Poison ivy is a pesky plant that causes agitated and itchy skin and is very hard to eliminate due to its intricate root system. The roots can grow up to 20 feet horizontally and a foot deep. This visual is a good representation of how deeply our thoughts can affect our emotional well-being. Just as the growth of poison ivy starts with one leaf, an attack on mental and emotional health can start with one negative thought and grow from there. Mental health professionals help clients understand and identify negative core beliefs that interfere with their day-to-day functioning. Therapist Aid (therapistaid.com) offers a good explanation of core beliefs:

“Core beliefs are a person’s most central ideas about themselves, others, and the world. These beliefs act like a lens through which every situation and life experience is seen. Because of this, people with different core beliefs might be in the same situation but think, feel, and behave very differently. Even if a core belief is inaccurate, it still shapes how a person sees the world. Harmful core beliefs lead to negative thoughts, feelings, and behaviors, whereas rational core beliefs lead to balanced reactions.”

Core beliefs take root in childhood and continue to develop throughout life. Negative core beliefs can cause extreme emotional distress and mental health issues such as anxiety, depression, substance abuse, and low self-esteem. It is important to recognize that these negative thoughts do not come from God. They are from Satan, who comes to steal, kill, and destroy (John 10:10). We keep our hearts by allowing the Holy Spirit to reveal the truth of our worth.

Though negative core beliefs tend to be longstanding and stubborn thoughts, they can be changed. To get rid of poison ivy, you have to cut it down to the base of the growth on the surface, and then you have to dig up the massive root systems from deep in the ground. Therapists can help their clients find the root of their core beliefs and assist the client in uprooting the negative beliefs, replacing them with new truth-based beliefs.
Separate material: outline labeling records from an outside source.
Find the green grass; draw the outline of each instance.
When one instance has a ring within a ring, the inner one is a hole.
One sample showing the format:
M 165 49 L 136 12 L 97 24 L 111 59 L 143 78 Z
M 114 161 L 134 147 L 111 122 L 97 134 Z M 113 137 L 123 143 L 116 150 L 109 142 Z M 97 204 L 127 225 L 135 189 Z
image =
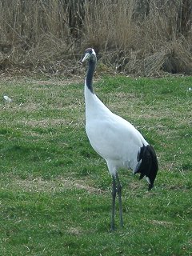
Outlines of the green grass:
M 83 78 L 0 82 L 1 255 L 191 255 L 192 78 L 103 77 L 98 96 L 154 146 L 155 186 L 121 170 L 125 226 L 110 231 L 111 178 L 85 133 Z

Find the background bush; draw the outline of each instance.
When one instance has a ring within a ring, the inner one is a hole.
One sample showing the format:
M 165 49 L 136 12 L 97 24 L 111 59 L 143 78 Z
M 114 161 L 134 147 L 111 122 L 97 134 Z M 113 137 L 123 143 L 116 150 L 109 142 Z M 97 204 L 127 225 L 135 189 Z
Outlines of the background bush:
M 87 46 L 103 67 L 192 73 L 190 0 L 0 0 L 0 70 L 73 74 Z

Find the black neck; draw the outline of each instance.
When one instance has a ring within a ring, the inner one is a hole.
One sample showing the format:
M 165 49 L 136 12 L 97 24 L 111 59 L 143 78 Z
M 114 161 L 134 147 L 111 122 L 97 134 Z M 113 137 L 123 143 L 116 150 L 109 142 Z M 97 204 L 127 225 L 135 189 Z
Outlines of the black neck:
M 94 89 L 92 85 L 94 72 L 96 66 L 96 60 L 90 59 L 88 62 L 88 71 L 86 78 L 86 86 L 90 89 L 90 90 L 94 94 Z

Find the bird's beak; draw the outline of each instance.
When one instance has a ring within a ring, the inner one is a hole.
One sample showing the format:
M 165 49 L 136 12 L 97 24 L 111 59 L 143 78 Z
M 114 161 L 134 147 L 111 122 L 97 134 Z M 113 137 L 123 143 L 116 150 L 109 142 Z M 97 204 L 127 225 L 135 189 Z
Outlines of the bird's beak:
M 90 54 L 86 53 L 86 55 L 83 57 L 82 62 L 84 62 L 86 60 L 87 60 L 90 58 Z

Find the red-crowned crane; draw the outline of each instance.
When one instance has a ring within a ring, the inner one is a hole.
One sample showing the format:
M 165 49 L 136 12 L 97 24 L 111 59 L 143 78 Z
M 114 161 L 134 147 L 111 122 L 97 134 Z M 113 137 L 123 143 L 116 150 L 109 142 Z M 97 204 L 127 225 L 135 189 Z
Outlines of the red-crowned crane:
M 88 48 L 82 62 L 88 61 L 85 79 L 86 132 L 94 150 L 106 162 L 112 176 L 111 230 L 114 230 L 115 198 L 118 196 L 120 225 L 123 226 L 122 186 L 118 175 L 119 168 L 140 173 L 146 177 L 148 190 L 154 186 L 158 165 L 153 147 L 129 122 L 112 113 L 95 95 L 92 80 L 97 64 L 94 49 Z M 117 184 L 116 184 L 117 183 Z

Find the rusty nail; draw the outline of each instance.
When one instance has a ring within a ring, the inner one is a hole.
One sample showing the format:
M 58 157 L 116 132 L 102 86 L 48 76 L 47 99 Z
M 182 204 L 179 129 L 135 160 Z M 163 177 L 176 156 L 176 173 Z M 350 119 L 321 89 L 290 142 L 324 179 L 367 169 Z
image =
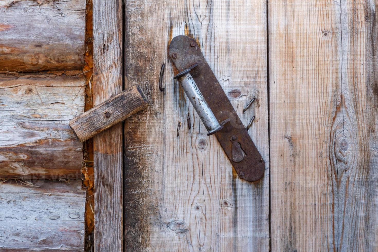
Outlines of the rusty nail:
M 255 101 L 255 99 L 256 99 L 256 98 L 255 97 L 254 97 L 251 100 L 250 102 L 249 102 L 249 103 L 248 104 L 248 105 L 247 105 L 245 108 L 243 109 L 243 114 L 245 113 L 245 111 L 247 111 L 247 110 L 248 109 L 248 108 L 251 106 L 251 105 L 253 103 L 253 102 Z
M 248 124 L 248 126 L 247 126 L 247 130 L 249 130 L 249 128 L 251 128 L 251 126 L 252 125 L 252 123 L 253 122 L 253 120 L 254 119 L 255 117 L 254 116 L 252 117 L 252 119 L 251 119 L 251 121 L 249 121 L 249 123 Z
M 188 123 L 188 128 L 190 130 L 190 128 L 192 127 L 192 125 L 190 123 L 190 116 L 189 116 L 189 113 L 188 113 L 188 116 L 186 117 L 186 121 Z
M 164 91 L 164 90 L 165 89 L 165 88 L 163 88 L 161 85 L 163 82 L 163 75 L 164 74 L 164 68 L 165 68 L 165 64 L 163 63 L 161 65 L 161 68 L 160 69 L 160 76 L 159 77 L 159 89 L 161 91 Z
M 181 123 L 178 121 L 178 125 L 177 125 L 177 136 L 180 135 L 180 128 L 181 127 Z

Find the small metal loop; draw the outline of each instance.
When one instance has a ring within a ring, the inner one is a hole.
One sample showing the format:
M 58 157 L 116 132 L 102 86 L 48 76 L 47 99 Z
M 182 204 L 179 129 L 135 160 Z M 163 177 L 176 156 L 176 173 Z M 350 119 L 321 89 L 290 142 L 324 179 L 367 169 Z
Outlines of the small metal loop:
M 163 75 L 164 74 L 164 68 L 165 68 L 165 63 L 163 63 L 161 65 L 161 68 L 160 69 L 160 75 L 159 77 L 159 89 L 161 91 L 164 91 L 165 89 L 163 88 L 162 84 L 163 82 Z
M 253 102 L 255 101 L 255 100 L 256 99 L 256 97 L 254 97 L 251 100 L 250 102 L 249 102 L 249 103 L 248 104 L 248 105 L 247 105 L 245 108 L 243 109 L 243 114 L 245 113 L 245 111 L 246 111 L 248 109 L 248 108 L 251 106 L 251 104 L 253 103 Z
M 249 121 L 249 123 L 248 124 L 248 126 L 247 126 L 247 130 L 251 128 L 251 126 L 252 126 L 252 123 L 253 122 L 253 121 L 255 119 L 255 117 L 254 116 L 252 117 L 252 119 L 251 119 Z
M 175 75 L 175 77 L 174 77 L 173 78 L 175 79 L 177 79 L 180 78 L 183 75 L 185 75 L 187 73 L 190 72 L 191 71 L 192 71 L 192 69 L 193 69 L 198 65 L 198 63 L 194 63 L 191 66 L 189 66 L 189 68 L 188 68 L 187 69 L 185 69 L 182 72 L 180 72 L 180 73 L 178 73 L 178 74 Z
M 188 128 L 189 130 L 192 127 L 192 125 L 190 122 L 190 116 L 189 116 L 189 113 L 188 113 L 187 117 L 186 117 L 186 121 L 188 124 Z
M 177 135 L 178 137 L 180 135 L 180 128 L 181 127 L 181 122 L 178 121 L 178 124 L 177 125 Z

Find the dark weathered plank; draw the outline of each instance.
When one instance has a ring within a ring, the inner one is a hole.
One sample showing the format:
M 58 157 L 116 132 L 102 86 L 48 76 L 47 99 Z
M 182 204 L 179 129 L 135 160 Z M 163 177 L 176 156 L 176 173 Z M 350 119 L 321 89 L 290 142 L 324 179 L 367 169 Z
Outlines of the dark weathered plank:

This process includes asking questions like, “When was the first time you felt this way? What caused that feeling?” Understanding the negative beliefs and where they come from can help us uproot them and replace them with truth from God’s word about who He is and what He says about us. Just as it is vital to be proactive about digging up the deep roots of poison ivy, we must also keep our hearts and minds with the vigilance referenced in Proverbs 4:23. The work of uprooting the power of negative thoughts and replacing them with truth leads to a wellspring of life.

Reflection Questions:

  1. What steps can you take to guard your heart and mind against negative self-talk?
  2. How has negative self-talk affected your emotions in the past?
  3. What changes have you noticed as you begin to replace negative thoughts with God’s truth?